すぐに、自分の身体が簡易ベッドに横たわっているのがわかる。
薄暗い部屋の中には、静かな寝息の音だけが響いている。
ベッドで眠っているリョウの立てる寝息だけ。
「ゆ、め…」
そこまで気づくに到って、ようやくエルレーンは深く息をつけた…
だが、先ほど見た悪夢のせいか、その全身はうっすらと汗ばんでしまっている。
「…」
無言のまま、今しがたまで己の脳内で拡がっていた夢を思い起こす。
自分を責める、自分を憎む、あの―
そう、その夢は…とうとう、彼女に悟らせるのだ。
(―そうか)
哀しみと、そして確かな罪悪感が…彼女の胸を、浸していった。
(私は、昔私がされて苦しんだことを…あの人に、した)
今は、自分を殺そうと狙ってくる、あの龍騎士に。
今は、恐竜帝国マシーンランドにいるはずの、あの龍騎士に。
「…」
わかった。
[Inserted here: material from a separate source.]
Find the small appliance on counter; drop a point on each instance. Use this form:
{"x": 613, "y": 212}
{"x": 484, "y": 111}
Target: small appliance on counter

識ってしまった。理解してしまった。
そう―
自分は、確かに…
あの龍騎士にとっては、裁かれるべき者なのだ。

悪夢は、自分の脳が生み出した悪夢は―確かに、自分にそのことを悟らせた。
それならば、あの悪夢は自分に対する裁きなのだろうか?
呵責が見せた、あの夢は…

「…」
エルレーンは、瞳を閉じた。
真っ暗な闇の中に、あの叫び声の残響を―聞いたような、気がした。